卒業生紹介(出口 拓哉さん)

出口 拓哉さん

文学部 人文学科 学校教育メジャー 2015年度卒業
香川県 綾川町立綾南中学校 教諭

■学生時代はどのような学生でしたか。また大学生活で印象に残っていることは?

サッカー中心の生活を送っていました。地元が岡山だったため、毎日電車通学をしていました。瀬戸大橋が渡れなくなった時には、下宿している友達の家に集まり夜遅くまで遊んだことはいい思い出です。教員の免許状は、小・中・高すべての職種を取得したかったので、講義は真剣に聞き、空きコマなどを利用して図書館で勉強をしていました。サッカー以外で印象に残っていることは、ピア・リーダーの活動を通して、先生方や先輩から後輩まで、たくさん人と繋がりを持つことができたことです。


※ピア・リーダー:ピア(peer)とは英語で“仲間”を意味する。入学して右も左もわからない新入生に対し、不安や孤独感を抱かずとも済むように学生生活や授業のことなど、適切なアドバイスや相談相手となるために養成課程を経て、選ばれた学生がピア・リーダーとなる。新入生オリエンテーションをはじめとする学内イベントなどの中心的な役割を担い、オープンキャンパスなどで訪れた高校生の案内役をも行っている。

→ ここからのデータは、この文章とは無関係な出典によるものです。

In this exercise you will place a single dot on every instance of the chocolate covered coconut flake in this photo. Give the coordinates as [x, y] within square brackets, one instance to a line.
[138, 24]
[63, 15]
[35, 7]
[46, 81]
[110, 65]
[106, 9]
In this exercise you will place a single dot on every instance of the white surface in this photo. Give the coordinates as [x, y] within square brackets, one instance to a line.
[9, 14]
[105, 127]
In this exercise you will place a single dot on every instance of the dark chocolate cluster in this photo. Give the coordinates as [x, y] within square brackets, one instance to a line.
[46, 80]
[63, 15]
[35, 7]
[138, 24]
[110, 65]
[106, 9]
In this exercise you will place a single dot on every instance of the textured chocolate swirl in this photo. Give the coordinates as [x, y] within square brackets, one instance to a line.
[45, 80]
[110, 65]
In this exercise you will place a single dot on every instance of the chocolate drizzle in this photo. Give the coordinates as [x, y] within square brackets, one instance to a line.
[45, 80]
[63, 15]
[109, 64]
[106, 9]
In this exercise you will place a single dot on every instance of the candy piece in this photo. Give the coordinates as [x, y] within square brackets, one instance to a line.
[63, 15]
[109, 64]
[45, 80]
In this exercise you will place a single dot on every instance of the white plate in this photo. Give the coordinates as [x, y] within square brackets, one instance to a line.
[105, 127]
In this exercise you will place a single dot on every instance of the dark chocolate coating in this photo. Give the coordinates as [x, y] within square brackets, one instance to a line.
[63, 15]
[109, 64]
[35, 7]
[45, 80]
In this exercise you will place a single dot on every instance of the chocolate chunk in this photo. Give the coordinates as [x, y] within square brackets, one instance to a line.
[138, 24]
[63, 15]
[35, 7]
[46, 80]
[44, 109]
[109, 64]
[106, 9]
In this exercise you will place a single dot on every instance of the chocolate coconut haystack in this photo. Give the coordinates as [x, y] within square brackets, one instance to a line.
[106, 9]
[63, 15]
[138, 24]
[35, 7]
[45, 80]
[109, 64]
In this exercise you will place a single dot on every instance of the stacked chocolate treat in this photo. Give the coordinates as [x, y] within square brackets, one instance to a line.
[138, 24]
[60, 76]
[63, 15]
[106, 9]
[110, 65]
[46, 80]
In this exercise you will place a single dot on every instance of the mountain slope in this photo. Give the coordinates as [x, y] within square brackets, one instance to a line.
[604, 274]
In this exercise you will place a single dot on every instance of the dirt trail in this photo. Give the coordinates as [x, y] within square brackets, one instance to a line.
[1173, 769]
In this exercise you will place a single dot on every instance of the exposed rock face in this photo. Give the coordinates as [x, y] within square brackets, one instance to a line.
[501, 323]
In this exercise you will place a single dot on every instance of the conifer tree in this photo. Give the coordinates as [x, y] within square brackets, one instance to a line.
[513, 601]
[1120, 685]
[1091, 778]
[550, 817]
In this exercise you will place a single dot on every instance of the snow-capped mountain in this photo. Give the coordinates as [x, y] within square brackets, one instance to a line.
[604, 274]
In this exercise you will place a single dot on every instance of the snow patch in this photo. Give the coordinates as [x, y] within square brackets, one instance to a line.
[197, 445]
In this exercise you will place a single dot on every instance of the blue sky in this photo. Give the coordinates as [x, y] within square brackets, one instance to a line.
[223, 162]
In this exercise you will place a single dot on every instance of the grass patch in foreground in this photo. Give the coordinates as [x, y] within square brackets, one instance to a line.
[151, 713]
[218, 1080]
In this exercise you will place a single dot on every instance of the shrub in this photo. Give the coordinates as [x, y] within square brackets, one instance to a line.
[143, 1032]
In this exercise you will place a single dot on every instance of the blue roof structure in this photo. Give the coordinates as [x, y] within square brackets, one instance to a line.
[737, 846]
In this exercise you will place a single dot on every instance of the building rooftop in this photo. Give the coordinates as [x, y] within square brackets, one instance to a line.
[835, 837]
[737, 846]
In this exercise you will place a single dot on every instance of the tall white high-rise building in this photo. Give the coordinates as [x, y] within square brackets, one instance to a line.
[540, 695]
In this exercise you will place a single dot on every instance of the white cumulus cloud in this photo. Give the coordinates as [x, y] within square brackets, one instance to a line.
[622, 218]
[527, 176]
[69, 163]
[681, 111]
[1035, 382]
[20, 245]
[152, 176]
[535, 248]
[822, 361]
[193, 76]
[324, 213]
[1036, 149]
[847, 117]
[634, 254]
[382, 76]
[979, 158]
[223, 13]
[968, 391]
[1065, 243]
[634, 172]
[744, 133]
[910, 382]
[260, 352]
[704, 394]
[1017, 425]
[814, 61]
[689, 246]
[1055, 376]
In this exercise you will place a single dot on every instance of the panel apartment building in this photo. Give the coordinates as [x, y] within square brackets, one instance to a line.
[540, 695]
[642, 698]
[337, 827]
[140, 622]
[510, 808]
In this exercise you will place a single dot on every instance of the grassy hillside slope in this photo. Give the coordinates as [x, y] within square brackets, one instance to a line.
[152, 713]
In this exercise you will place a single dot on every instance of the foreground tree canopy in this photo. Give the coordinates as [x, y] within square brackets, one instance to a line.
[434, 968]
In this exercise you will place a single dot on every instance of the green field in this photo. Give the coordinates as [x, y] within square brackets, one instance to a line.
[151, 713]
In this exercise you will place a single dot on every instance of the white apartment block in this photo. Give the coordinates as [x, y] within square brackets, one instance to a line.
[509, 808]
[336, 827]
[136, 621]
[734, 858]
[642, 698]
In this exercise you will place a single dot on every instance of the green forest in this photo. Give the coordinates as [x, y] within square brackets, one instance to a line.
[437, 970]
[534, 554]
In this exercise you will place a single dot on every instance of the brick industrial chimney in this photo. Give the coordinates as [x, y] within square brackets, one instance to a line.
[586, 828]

■大学時代の経験は、現在どのように活かされていますか?

ピア・リーダーの活動では、個に応じた対応や人間関係づくりの方法を学べたことです。様々なアルバイトを経験して、自身の経験値が高まりました。その経験から、生徒に語り掛けることができるようになっていったと思います。

■現在の職業を選んだきっかけはなんですか?またどのようなことをしていますか?

昔から人を教えることが好きで、子どもの成長を間近で見られることができうれしいからです。小学校で3年間勤務して、2019年度から綾南中学校に勤務し現在は1年生の担任をしています。教科は国語を教えていて、生徒会の担当もしています。生徒会では、学校全体の中心として活動したり、学校行事の企画・運営をしたりしています。部活はサッカー部の顧問をしています。

 

■現在の仕事での魅力や喜び、苦労したことはなんですか?

日々子供たちの成長を間近で見ることができ、生徒自身が考えて行動できたり、本気で何かに取り組んだりする姿が見られることに喜びを感じています。学校では生徒個人に応じた指導が求められ、学力や運動の得手不得手などに考慮して声掛けや対応を行う必要があります。中学校では生徒と一緒にいる時間が少ないのと、進路を見据えた指導をしていくため、生徒との距離感が微妙に異なり、小学校から中学校へ異動した当初は苦労をしました。

■就職してから社会に出て必要になる力はなんですか?

人間力だと思います。学校関係者はもちろん地域の方々、保護者、生徒など様々な年代の人々と関わることになります。その時に、その場その場に応じた言動ができるか、自己開示ができるかなど、今までどのように生きてきたかが試されているように感じます。

■これから社会に出ていく後輩に、先輩としてメッセージをお願いします。

人生は本当に『人とのご縁』だと、社会に出て日々感じています。学生時代の今だからこそ様々な場所に足を運んだり、様々な人々と関わりを持ったりすることができると思います。「この人は苦手だ」とか「自分とは考え方が違うから合わない」というように自分から壁を作るようなことはなく、そのような人々との接し方を学んでほしいです。そして、「つながり」を深め、「ご縁」を紡いでいってほしいと思います。